Study on Wall Pore Structure for Next Generation Diesel Particulate Filter

A wall flow diesel particulate filter (DPF) having a novel wall pore structure design for reducing backpressure, increasing robustness, and increasing filtration efficiency is presented. The filter offers a linear relationship between soot loading and backpressure, offering greater accuracy in estimating the amount of soot loading from backpressure. Basic experiments were performed on small plate test pieces having various pore structure designs. Soot generated by a Cast-2F propane burner having a controlled size distribution was used. Cold flow test equipment that was carefully designed for flow distribution and soot/air mixing was used for precise measurement of backpressure during soot loading.
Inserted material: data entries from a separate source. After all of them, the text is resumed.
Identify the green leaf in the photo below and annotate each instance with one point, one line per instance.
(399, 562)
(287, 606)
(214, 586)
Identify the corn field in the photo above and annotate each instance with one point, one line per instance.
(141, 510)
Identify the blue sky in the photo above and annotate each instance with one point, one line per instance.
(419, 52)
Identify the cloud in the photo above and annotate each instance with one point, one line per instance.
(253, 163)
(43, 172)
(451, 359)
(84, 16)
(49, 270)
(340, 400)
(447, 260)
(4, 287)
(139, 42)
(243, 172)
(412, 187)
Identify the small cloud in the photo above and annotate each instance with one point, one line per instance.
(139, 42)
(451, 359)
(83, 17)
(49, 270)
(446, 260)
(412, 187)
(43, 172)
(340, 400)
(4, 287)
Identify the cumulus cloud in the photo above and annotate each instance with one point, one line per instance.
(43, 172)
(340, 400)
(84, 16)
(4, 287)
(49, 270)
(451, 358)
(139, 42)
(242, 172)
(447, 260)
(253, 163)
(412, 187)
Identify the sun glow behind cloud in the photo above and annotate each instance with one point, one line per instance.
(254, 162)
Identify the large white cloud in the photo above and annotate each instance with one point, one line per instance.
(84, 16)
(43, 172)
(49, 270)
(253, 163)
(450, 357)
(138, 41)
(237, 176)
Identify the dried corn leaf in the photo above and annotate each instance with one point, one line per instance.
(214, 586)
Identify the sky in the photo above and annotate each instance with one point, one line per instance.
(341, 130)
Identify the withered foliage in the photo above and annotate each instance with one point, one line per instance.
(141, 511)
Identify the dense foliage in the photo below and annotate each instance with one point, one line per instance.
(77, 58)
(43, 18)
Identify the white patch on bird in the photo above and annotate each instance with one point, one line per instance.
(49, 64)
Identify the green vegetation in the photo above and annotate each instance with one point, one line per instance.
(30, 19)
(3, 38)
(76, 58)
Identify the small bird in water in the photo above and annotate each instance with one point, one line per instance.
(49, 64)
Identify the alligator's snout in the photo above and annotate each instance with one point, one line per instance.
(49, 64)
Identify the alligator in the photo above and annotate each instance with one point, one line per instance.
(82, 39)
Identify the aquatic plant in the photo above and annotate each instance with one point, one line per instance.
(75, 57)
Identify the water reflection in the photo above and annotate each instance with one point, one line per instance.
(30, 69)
The upstream and downstream PM numbers were counted by Scanning Mobility Particle Sizer (SMPS) to determine soot concentration in the gas flow and filtration efficiency of the test pieces. Microscope observations of the soot trapped in the wall were also carried out. A dual-layer pore structure in which the gas inflow side of the wall is given a filtration layer having small pores and a high porosity (void ratio) was demonstrated to drastically improve the filtration efficiency, drastically reduce the backpressure with Particulate Matter (PM) accumulation, as well as provide a linear relationship between soot loading and backpressure. This structure allows the porosity of the both body components to be independently chosen because filtration and backpressure are not easily affected by the pore structure of the wall bodies, making the structure suitable for both robustness-oriented and continuous-regeneration oriented applications.